Northern Rock was bust. It was taken over by the government to stop people losing their money, businesses their loans/overdrafts and staff being out of a job all pretty much overnight.
Free market: suck it up, sunshine. Either the government can re-nationalise industries or it can’t. What it definitely should not be doing is corporatising the profits whilst nationalising the risks.
WTO Brexit is the simplest and cleanest form
Well, except for all the agreements and regulations that would need to be re-written and agreed, including air travel, standards, nuclear industry regulation, NI, etc. Really, WTO Brexit is about as messy a Brexit as it can be.

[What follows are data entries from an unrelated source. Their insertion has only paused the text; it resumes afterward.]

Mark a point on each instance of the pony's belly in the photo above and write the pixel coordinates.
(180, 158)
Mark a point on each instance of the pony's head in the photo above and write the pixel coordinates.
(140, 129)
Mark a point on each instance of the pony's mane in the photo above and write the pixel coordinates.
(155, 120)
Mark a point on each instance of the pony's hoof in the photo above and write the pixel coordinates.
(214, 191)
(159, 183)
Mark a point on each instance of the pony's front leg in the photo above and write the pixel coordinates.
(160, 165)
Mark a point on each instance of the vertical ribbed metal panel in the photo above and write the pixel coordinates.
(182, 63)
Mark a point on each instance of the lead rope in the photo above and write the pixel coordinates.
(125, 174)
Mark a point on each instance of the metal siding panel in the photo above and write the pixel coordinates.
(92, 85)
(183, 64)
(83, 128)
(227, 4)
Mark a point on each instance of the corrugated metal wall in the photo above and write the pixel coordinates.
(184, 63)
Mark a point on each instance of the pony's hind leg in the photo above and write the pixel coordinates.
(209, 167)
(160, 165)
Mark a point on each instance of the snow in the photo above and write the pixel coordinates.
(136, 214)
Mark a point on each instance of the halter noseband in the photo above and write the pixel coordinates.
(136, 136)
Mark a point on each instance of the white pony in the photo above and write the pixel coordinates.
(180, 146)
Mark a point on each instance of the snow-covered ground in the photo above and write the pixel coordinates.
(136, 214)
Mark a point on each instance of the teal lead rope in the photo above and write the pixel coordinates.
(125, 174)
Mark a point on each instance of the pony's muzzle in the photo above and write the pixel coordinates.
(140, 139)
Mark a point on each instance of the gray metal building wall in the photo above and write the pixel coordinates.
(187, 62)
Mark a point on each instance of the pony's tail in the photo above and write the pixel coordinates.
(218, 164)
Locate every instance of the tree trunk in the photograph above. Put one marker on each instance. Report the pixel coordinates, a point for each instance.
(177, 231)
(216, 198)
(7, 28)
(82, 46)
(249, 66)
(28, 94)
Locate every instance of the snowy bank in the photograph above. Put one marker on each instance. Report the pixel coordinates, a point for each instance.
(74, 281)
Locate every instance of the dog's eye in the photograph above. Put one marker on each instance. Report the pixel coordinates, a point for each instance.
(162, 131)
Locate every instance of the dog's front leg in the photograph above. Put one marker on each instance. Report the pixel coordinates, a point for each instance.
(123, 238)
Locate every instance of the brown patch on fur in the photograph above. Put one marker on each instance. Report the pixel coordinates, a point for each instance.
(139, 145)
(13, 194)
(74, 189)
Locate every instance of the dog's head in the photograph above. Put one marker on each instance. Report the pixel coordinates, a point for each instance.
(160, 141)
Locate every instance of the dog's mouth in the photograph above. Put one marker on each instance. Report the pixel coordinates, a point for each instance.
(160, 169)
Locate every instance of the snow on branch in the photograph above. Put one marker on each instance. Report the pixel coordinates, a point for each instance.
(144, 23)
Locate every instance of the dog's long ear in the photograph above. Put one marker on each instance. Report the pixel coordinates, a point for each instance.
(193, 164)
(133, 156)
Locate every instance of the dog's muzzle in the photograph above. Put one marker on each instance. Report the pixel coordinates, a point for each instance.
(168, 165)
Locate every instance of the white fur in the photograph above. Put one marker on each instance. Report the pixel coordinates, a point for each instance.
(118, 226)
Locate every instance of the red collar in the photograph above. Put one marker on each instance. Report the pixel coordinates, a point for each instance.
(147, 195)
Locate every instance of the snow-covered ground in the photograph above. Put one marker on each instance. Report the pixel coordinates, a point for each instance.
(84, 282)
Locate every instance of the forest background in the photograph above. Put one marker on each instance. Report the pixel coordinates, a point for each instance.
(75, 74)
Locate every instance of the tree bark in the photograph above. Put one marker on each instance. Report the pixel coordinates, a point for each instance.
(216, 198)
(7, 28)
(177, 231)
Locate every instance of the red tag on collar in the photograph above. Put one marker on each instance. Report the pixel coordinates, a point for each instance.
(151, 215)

but we do 60% of our trade outside the EU
So we do 40% with the EU, just less than half. And you willingly wish to put that in jeopardy? Seems like one hell of a risk.
higher prices paid by uk consumers
Please explain how paying WTO tariffs on imports will reduce prices for British consumers. I’ll wait.
@zippy standards, trade dispute resolution etc
But why do we need these aspects? Surely they’re just anti-democratic supranational entities telling a sovereign nation what it can and can’t do?